Alghero Marathon alla mezza maratona di Chia, Villacidro skyrace e Currendi in Pischera

  Con la disputa della Chia Laguna Half marathon, ritornata ad aprile mentre nel 2021 fu ad ottobre, si è aperta anche in Sardegna la stagione 2022 delle gare su strada sulla distanza dei 21km. In epoca pre Covid il ruolo di tagliare il nastro spettava alla mezza maratona del Giudicato d’Arborea di Oristano sempre calendarizzata nella domenica successiva alla Sartiglia e quest’anno ricollocata a settembre. Senza ombra di dubbio la mezza maratona di Chia, giunta alla decima edizione, è tra le più severe ed impegnative tra le gare sui 21km che si disputano in Sardegna.

  Ad un 78% di tratto pianeggiante e un 13.5% di discesa, la vera differenza la fanno gli 8,5% di forti salite poste al 13km e 17km. Pendenze non severe ma alquanto fastidiose da affrontare due volte di cui una poco prima del giro di boa. Il percorso lungo la costa sulcitana di Chia-Domus de Maria è caratterizzato da lunghi rettilinei e dall’alternarsi di salite e discese attraverso oasi naturali, baie e intere aree di macchia mediterranea che ripaga la fatica con panorami mozzafiato. Percorso di gran lunga inadatto per ottenere il record personale sui 21km. Per gli oltre trecento partecipanti, oltre un centinaio dei quali iscritti per la mezza maratona mentre gli altri hanno disputato una 10km e 5km, nemico supplementare è stato il vento. Alghero Marathon ai nastri di partenza con cinque atleti. Nella mezza maratona quarto assoluto e primo tra gli SM40 per il bosano Giuseppe Cossu piazzatosi ai piedi del podio dietro il vincitore Marco Fiorini che ha preceduto Emanuele Generali ed Angelino Atzu, con il tempo di 1h17’58 alla splendida media di 3’42/km con buona pace dell’altimetria del percorso. Altrettanto positiva la prova di Gianluca De Filippis alla sua terza esperienza a Chia. Con 1h34’36 ha fatto meglio di un minuto rispetto al 2018 che gli vale il 13mo posto SM45 ed il quarantaseiesimo assoluto. Luca Taras ha concluso la fatica dopo 1h52’06 (31° SM45) mentre Antonio Patta, al ritorno sui 21km dopo quasi quattro anni, cronometro finale di 1h57’20 (38° SM45). Luigi Ruiu si è, invece, cimentato sui 10km (46’). Dalla strada alla corsa in montagna con la Villacidro SkyRace riservata agli amanti del trail ed ultra trail ed inclusa nel calendario della FISky. 

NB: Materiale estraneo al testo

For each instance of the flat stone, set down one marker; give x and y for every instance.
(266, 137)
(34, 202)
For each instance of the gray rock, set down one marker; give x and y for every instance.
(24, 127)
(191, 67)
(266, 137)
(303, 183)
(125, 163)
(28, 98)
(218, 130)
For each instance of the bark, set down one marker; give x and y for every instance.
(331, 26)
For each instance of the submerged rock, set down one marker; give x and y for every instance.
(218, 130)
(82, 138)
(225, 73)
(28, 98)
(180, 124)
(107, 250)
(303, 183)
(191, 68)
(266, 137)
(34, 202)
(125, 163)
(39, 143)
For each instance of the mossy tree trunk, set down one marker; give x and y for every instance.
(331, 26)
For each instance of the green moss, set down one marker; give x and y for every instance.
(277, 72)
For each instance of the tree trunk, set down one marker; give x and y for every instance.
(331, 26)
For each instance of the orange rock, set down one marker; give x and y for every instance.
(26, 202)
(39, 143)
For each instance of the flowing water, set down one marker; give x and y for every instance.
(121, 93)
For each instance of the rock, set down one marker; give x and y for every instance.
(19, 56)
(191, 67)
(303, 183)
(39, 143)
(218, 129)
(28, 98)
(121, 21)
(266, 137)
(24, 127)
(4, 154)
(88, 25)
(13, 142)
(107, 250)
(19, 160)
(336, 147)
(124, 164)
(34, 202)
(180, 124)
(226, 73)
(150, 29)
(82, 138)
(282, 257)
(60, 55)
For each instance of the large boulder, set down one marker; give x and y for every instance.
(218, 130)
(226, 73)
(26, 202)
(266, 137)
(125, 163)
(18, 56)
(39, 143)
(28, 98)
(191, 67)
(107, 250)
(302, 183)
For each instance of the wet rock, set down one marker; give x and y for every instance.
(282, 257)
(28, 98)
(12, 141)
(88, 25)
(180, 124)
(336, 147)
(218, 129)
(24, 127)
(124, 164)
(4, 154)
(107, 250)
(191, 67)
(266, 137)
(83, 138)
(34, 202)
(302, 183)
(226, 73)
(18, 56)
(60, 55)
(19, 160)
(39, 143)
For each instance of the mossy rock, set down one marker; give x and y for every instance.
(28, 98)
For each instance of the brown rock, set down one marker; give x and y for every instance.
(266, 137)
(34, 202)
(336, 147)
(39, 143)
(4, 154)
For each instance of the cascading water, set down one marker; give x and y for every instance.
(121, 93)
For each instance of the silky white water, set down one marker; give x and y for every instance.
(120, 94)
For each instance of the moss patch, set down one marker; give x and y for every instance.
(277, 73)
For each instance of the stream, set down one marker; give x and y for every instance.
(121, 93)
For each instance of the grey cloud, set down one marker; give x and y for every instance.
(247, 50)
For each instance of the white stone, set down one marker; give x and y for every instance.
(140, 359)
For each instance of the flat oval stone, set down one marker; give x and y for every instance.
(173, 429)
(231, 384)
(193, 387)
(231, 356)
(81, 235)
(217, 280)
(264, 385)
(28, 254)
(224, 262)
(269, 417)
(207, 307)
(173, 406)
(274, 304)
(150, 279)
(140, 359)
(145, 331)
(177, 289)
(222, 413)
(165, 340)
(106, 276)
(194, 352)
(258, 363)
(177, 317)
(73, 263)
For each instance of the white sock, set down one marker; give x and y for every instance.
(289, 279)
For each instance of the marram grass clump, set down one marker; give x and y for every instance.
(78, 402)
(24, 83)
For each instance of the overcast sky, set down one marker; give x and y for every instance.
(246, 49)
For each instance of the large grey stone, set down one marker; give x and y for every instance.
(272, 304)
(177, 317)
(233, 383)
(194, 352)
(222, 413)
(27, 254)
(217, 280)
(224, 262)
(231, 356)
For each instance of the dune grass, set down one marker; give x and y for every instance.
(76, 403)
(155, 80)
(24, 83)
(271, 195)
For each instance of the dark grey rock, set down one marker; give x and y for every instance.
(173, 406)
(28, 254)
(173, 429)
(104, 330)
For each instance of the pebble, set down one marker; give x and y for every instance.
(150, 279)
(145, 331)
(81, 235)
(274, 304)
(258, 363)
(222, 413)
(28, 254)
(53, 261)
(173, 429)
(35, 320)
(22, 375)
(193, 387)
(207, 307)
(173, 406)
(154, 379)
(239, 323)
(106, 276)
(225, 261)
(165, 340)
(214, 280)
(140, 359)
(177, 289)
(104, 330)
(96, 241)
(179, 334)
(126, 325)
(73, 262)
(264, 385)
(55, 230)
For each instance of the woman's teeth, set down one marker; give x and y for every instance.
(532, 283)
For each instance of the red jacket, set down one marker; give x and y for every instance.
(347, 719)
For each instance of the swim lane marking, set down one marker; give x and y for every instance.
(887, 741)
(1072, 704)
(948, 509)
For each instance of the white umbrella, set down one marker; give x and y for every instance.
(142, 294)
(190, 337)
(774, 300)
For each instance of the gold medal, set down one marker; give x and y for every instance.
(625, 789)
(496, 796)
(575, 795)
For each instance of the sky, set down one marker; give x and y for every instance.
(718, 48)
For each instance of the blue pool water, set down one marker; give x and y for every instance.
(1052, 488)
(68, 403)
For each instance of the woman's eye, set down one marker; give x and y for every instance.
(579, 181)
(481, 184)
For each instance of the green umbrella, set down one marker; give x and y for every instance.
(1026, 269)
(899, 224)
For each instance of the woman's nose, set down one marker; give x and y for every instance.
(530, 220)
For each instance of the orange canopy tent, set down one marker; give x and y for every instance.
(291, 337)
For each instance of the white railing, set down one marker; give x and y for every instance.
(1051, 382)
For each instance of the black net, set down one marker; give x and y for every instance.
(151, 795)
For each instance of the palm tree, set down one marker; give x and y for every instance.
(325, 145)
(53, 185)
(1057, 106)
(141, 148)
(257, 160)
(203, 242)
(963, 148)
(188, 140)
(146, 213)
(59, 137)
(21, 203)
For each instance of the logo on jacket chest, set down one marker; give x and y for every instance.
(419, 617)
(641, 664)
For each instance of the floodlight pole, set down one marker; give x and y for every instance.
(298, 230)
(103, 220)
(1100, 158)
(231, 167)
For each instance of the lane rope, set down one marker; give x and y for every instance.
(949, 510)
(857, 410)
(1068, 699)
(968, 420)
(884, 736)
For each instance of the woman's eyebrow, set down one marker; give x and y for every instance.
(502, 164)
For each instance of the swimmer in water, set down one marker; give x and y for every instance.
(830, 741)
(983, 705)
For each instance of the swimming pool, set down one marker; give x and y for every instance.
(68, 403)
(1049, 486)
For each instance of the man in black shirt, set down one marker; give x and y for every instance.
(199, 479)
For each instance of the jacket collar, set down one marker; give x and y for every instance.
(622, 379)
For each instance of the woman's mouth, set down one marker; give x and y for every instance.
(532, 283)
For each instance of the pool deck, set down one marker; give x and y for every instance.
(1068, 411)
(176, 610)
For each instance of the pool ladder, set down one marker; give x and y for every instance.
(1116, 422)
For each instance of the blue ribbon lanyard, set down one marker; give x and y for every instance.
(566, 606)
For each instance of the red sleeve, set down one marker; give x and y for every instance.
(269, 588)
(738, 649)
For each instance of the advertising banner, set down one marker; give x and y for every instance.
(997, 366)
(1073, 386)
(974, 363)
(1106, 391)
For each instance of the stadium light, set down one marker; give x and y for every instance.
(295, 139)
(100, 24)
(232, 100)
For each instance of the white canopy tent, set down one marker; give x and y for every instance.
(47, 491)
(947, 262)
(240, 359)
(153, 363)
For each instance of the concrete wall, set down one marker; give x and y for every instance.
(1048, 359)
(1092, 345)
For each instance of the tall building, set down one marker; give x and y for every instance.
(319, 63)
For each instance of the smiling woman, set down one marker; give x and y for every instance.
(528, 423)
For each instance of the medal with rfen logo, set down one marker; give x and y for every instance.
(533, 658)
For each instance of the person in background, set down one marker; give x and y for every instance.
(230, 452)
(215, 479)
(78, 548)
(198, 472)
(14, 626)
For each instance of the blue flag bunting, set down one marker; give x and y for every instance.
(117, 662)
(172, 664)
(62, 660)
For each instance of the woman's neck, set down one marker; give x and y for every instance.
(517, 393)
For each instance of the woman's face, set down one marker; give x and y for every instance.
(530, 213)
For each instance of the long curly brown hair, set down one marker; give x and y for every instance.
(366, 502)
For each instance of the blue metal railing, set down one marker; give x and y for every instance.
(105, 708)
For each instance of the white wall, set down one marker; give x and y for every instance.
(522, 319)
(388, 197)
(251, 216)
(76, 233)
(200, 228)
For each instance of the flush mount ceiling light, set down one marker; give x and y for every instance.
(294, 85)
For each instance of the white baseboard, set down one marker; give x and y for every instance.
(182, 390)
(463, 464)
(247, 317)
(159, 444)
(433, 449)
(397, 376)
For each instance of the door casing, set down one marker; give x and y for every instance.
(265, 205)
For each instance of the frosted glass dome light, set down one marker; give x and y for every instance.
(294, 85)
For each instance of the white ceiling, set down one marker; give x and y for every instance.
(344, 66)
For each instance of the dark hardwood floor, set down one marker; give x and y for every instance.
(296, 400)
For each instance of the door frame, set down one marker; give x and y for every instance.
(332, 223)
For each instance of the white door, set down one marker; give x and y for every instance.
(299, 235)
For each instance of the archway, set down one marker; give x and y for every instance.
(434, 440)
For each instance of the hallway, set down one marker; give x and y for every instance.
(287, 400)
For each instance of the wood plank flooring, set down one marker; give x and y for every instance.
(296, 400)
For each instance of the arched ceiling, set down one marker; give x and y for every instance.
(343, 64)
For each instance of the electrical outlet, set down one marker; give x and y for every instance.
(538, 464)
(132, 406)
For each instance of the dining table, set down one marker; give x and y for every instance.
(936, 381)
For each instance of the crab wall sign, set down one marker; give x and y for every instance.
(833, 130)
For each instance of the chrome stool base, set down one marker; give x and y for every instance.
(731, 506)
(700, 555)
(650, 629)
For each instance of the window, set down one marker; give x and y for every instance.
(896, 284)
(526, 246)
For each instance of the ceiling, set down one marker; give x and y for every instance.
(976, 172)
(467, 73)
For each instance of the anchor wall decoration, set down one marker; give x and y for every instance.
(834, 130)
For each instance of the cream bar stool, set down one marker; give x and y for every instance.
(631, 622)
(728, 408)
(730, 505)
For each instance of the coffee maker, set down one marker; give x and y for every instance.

  Distanze di 21,8km con 1915 metri di dislivello e una massacrante 58,6km conditi da 5057 metri di dislivello positivo. E’ proprio a quest’ultima prova che ha preso parte Massimiliano Verde portando a termine l’impresa al dodicesimo posto dopo 11 ore mezza di gara. “Bellissima esperienza. Paesaggi bellissimi, montagne fantastiche e panorami mozzafiato. Ma quanto è bella la nostra Sardegna - afferma il bluerunners algherese”. 

  Il percorso ricalcava in minima parte la Skyrace da quasi 22km estendendosi sulle catene montuose e raggiungere la quota massima di 1248 metri slm del monte Linas, massiccio granitico che nulla ha da invidiare alle Alpi, fatto di pareti scoscese e solcato da torrenti e cascate, coperto di fitti boschi e profumato di macchia mediterranea. Nella mattinata del 25 aprile, infine, San Teodoro ha ospitato la Currendi in Pischera, sesto trofeo del Fenicottero, memorial Alberto Ventroni. Manifestazione di corsa sui 9km che si è svolta lungo i percorsi naturalistici adiacenti la laguna di San Teodoro. In gara per l’Alghero Marathon Domenico Panfili ventiquattresimo assoluto. 

  Ad accompagnare papà Domenico c’erano la piccola Matilde, sesta nei 300 metri riservata ai pulcini, ed Emma decima nei 600 metri delle Esordienti B.